Particle colliders serve as unique tools to study constituents of matter and understand their interactions. For studying rare events, the collision energy of the particle beam is key in determining which events can be observed, while the achievable collision rate gives the number of observable events during the operation time of the machine. Naturally, current and future collider designs have aimed for ever-increasing collision rates to accurately study rare events with high statistical significance. Beam losses are detrimental to the performance due to reducing the number of potential colliding particles. Such losses may be generated by amongst others nonlinear magnetic fields, introduced either by errors or to counteract other beam loss mechanisms.
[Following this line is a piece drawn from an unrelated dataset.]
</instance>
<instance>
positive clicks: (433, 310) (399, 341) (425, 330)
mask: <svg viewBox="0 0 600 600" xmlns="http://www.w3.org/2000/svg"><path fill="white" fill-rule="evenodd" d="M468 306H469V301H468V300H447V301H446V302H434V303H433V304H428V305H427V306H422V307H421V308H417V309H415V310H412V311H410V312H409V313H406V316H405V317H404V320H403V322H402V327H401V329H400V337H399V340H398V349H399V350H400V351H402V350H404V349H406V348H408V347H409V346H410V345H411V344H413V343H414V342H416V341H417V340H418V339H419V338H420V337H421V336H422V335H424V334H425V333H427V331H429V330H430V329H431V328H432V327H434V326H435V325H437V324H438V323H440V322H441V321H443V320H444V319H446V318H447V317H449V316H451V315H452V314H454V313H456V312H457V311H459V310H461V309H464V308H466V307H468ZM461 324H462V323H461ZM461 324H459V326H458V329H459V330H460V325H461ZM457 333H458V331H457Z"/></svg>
A good understanding of the impact of those fields and their interplay is thus critical as means to study mitigation measures that help increase the collider performance. In this thesis, studies on the impact of such nonlinear fields on the beam dynamics have been conducted with focus on issues in potential future colliders. Simulations were conducted for such a future collider design to define tolerances on the magnetic field errors. To benchmark these simulations, experiments in currently running machines were conducted where errors have been artificially introduced. A theory was developed to quantify the interplay between different effects in order to help explain observations made during the operation of the Large Hadron Collider at CERN. Further measurements have been conducted at the IOTA accelerator at Fermilab to quantify the impact of sextupole fields on the beam dynamics.